Pary.San Open Air
Immer weiter kämpfen

Interview

Schon 2020 zeigte das Team hinter dem Party.San Metal Open Air, das aufgeben keine Option ist. Auch 2021 stellen sie als Ersatz für das ausgefallene Festival wieder eine Herbstoffensive auf die Beine. Diese kämpferische Attitüde transportieren Mario Flicke und Jarne Brauns auch im Interview zur Zukunft der Livekultur – klare Statements inklusive.

„Stetig steigende Preise sind in keinem wirtschaftlich arbeitenden Bereich neu oder unvorhersehbar.“

Zunächst einmal: Wie geht es euch und wie ist die aktuelle Situation in eurem Team?

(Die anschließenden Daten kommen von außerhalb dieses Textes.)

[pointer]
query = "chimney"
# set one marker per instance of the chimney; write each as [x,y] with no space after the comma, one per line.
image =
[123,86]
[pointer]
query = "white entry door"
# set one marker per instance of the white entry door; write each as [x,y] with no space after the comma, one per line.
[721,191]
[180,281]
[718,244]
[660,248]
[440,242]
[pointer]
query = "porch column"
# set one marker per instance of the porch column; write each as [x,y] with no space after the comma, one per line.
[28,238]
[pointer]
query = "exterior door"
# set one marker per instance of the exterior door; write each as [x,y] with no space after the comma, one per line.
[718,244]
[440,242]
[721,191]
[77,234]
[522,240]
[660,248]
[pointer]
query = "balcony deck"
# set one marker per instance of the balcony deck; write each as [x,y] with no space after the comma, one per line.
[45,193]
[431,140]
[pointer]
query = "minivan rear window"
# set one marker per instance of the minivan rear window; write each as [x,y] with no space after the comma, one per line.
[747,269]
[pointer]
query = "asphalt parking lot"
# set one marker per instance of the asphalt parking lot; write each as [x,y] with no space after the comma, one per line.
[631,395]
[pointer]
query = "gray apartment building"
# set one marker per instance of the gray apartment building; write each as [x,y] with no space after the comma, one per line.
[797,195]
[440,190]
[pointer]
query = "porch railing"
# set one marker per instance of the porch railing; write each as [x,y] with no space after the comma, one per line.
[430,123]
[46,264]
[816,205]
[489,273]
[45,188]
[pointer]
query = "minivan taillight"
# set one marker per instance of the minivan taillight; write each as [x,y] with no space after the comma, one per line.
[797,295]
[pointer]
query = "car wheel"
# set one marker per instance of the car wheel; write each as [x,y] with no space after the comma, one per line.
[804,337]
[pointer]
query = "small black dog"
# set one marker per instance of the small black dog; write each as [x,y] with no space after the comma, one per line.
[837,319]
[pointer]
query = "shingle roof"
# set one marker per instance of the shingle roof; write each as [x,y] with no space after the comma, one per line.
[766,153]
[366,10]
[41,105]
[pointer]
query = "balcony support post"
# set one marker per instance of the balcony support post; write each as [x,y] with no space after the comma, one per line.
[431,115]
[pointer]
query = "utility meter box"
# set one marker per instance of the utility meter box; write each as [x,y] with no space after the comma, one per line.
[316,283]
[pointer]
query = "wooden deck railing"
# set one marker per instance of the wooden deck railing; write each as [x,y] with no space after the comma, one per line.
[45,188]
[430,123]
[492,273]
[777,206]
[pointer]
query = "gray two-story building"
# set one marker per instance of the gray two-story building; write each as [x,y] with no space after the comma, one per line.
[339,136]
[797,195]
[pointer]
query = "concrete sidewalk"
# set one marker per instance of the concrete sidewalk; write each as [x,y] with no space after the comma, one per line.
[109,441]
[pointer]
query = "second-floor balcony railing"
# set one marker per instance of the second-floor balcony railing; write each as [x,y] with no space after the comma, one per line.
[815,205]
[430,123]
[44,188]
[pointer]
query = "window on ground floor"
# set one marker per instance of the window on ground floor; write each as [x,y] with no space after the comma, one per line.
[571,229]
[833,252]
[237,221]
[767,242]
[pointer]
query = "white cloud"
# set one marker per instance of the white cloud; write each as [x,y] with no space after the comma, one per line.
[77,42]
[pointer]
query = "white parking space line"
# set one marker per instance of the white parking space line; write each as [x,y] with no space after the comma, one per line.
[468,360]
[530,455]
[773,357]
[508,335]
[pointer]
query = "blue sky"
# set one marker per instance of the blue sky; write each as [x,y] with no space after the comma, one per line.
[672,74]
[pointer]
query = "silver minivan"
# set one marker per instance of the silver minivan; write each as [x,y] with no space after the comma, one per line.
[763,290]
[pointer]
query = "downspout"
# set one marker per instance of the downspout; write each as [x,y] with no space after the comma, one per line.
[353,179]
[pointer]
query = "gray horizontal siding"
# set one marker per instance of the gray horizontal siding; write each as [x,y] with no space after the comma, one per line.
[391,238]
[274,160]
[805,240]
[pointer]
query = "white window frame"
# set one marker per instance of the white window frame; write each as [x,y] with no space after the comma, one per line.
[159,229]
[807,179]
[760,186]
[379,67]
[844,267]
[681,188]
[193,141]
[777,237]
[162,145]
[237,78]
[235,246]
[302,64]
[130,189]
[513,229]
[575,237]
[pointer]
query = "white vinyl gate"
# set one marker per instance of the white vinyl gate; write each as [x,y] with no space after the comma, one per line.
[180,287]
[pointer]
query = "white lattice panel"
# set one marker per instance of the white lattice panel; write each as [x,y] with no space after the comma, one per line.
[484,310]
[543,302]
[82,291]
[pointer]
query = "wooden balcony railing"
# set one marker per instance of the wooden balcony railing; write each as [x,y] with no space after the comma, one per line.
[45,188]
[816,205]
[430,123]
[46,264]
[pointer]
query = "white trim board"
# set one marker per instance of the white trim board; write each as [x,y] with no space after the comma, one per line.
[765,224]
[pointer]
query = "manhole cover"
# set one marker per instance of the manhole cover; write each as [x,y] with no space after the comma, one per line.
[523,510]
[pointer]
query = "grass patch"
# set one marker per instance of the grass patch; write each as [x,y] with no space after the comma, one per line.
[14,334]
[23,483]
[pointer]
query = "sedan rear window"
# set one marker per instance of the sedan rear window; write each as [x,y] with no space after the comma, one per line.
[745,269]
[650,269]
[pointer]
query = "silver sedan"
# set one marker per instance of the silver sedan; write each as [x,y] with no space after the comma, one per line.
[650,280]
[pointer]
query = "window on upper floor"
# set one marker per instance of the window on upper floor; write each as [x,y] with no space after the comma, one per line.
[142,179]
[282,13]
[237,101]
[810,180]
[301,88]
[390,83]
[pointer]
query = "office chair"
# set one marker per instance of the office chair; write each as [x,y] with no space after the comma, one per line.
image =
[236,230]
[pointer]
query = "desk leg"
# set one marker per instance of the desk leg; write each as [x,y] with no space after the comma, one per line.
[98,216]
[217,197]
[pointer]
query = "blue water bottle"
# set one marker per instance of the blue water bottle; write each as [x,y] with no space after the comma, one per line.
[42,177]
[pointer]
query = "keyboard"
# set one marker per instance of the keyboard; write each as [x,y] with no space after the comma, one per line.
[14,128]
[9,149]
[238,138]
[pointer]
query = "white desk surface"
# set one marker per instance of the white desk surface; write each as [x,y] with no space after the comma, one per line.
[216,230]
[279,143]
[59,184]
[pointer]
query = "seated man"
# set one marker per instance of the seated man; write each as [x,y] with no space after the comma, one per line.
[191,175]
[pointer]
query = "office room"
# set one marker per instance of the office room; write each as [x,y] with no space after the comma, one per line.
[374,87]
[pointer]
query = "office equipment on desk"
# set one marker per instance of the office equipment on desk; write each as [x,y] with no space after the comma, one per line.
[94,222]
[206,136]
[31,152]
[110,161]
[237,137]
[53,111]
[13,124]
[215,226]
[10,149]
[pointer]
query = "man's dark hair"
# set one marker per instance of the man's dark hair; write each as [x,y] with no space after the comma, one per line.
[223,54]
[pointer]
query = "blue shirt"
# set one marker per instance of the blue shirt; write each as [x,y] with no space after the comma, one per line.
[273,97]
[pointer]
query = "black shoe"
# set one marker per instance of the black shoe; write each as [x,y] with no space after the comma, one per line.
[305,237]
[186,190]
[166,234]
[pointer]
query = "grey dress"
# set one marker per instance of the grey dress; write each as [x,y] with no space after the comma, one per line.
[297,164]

Jarne: Wir sind allesamt Kämpfer und sehen, dass die Eventbranche größtenteils aus Kämpfern besteht. Uns geht es soweit gut, wir versuchen mit unseren Mitteln, diese Notlage zu umschiffen und stecken den Kopf nicht in den Sand.

Werden bestimmte Praktiken und Erfahrungen aus der Pandemie uns weiterhin im Veranstaltungskontext begleiten? Könnten beispielsweise Impfnachweise, Symptomfreiheit und Quarantäneauflagen ein normaler Bestandteil des Konzerterlebnisses werden?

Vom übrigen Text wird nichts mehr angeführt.